Saturn’s hot spots

New observations have found that hot cyclones churn at both ends of Saturn.Provided by the Jet Propulsion Laboratory, Pasadena, California
By | Published: January 7, 2008 | Last updated on May 18, 2023
This image shows the unexpected “hot spot” at Saturn’s north pole. Scientists were surprised to find that the north pole, despite being in winter darkness for more than a decade, is home to a hot, cyclonic vortex very similar to that found on Saturn’s much sunnier south pole.
NASA/JPL/GSFC/Oxford University
January 7, 2008
Despite more than a decade of winter darkness, Saturn’s north pole is home to an unexpected hot spot remarkably similar to one at the planet’s sunny south pole. The source of its heat is a mystery. Now, the first detailed views of the gas giant’s high latitudes from the Cassini spacecraft reveal a matched set of hot cyclonic vortices, one at each pole.

While scientists already knew about the hot spot at Saturn’s south pole from previous observations by the W. M. Keck Observatory in Hawaii, the north pole vortex was a surprise.

“We had speculated that the south pole hot spot was connected to the southern, sunlit conditions,” says Glenn Orton, a senior research scientist at NASA’s Jet Propulsion Laboratory, Pasadena, California, and co-investigator on Cassini’s composite infrared spectrometer. “Since the north pole has been deprived of sunlight since the arrival of winter in 1995, we didn’t expect to find a similar feature there.”

The infrared data show that the shadowed north pole vortex shares much the same structure and temperature as the one at the sunny south pole. The cores of both show a depletion of phospine gas, an imbalance probably caused by air moving downward into the lowest part of Saturn’s atmosphere, the troposphere. Both polar vortices appear to be long-lasting and intrinsic parts of Saturn and are not related to the amount of sunlight received by one pole or the other.

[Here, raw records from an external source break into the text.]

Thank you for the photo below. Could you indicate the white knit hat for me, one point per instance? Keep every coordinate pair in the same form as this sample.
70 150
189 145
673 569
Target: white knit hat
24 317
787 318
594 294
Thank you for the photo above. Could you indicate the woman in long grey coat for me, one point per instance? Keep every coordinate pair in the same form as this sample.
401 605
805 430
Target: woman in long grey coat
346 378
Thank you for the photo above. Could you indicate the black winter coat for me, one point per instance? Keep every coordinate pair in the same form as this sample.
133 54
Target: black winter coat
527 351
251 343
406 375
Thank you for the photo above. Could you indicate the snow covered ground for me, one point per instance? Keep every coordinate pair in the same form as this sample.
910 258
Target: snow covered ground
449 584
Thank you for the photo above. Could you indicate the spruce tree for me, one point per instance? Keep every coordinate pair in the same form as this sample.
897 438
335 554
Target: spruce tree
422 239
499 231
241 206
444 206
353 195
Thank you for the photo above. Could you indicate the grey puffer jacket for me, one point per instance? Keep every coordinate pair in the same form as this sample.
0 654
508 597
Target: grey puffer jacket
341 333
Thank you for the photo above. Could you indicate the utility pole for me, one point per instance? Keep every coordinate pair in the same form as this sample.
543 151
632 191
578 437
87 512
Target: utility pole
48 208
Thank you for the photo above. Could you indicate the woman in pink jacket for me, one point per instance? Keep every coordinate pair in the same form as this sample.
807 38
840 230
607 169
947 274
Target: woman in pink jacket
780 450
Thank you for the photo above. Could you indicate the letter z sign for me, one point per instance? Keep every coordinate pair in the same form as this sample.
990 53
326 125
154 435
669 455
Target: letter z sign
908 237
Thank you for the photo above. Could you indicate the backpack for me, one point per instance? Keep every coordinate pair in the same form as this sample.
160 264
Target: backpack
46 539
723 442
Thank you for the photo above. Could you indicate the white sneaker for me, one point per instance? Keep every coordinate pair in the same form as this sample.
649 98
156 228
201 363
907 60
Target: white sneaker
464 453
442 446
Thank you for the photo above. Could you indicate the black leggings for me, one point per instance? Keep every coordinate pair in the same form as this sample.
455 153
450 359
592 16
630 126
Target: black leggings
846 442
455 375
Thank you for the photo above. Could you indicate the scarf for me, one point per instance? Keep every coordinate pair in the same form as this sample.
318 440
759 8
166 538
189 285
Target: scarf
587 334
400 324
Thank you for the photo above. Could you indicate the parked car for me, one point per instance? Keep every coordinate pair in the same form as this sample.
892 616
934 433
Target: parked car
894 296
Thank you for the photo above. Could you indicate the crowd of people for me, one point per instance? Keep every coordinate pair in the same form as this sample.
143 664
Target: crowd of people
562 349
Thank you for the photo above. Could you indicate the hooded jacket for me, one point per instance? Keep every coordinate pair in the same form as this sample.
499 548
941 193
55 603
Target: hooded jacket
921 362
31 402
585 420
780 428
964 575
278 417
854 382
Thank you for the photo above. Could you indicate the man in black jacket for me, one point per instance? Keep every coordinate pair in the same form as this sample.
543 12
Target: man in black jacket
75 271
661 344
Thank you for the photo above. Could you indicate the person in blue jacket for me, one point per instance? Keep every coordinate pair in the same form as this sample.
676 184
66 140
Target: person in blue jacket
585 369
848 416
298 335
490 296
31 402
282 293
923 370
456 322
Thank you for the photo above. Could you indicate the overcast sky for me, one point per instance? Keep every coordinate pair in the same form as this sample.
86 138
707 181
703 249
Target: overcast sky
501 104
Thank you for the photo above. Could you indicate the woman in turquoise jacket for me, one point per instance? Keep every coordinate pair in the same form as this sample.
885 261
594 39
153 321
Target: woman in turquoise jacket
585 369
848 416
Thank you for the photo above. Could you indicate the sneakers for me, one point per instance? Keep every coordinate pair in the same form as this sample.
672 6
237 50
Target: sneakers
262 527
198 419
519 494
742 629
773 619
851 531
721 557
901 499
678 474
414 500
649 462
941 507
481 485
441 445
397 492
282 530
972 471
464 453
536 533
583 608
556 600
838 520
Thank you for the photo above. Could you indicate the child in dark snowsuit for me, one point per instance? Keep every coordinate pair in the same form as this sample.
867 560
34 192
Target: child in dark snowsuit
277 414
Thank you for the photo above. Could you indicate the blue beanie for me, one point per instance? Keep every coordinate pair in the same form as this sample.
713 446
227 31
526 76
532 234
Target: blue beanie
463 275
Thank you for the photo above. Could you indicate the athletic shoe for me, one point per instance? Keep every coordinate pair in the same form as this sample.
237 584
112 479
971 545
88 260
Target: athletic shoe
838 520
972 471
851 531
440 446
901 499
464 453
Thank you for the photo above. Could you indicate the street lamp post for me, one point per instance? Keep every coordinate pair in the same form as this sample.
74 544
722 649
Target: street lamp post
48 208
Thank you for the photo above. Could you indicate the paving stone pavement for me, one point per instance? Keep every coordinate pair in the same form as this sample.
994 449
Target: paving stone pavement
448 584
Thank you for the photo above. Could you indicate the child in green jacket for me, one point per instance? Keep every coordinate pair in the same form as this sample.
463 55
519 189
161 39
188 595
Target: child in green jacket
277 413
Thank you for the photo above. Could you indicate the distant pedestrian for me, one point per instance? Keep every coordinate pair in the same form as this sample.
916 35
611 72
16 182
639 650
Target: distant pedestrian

“The hot spots are the result of air moving polewards, being compressed and heated up as it descends over the poles into the depths of Saturn,” says Leigh Fletcher, a planetary scientist from the University of Oxford, England, and lead author of the paper. “The driving forces behind the motion, and indeed the global motion of Saturn’s atmosphere, still need to be understood.”

Though similar, the two polar regions differ in one striking way. At the north pole, the newly discovered vortex is framed by the distinctive, long-lived and still unexplained polar hexagon. This mysterious feature encompassing the entire north pole was first spotted in the 1980s by NASA’s Voyager 1 and 2 spacecraft. Cassini’s infrared cameras also detected the hexagon in deep atmospheric clouds early in 2007.

In their paper, Fletcher and his colleagues report that the bright, warm hexagon is much higher than previous studies had shown. “It extends right to the top of the troposphere,” says Fletcher. “It is associated with downward motion in the troposphere, though the cause of the hexagonal structure requires further study.”

Winter lasts about 15 years on Saturn. Researchers anticipate that when the seasons change in the coming years and Saturn’s north pole is once again in sunlight, they will be able to see a swirling vortex with high eye walls and dark central clouds like the one now visible at the south pole. “But Saturn may surprise us again,” says Fletcher.

“The fact that Neptune shows a similar south polar hot spot whets our appetite for the strange dynamics of the poles of the other gas giants,” Fletcher says.

More information about Jupiter’s poles will come from NASA’s Juno mission, currently scheduled for launch in 2011 and arrival in 2016.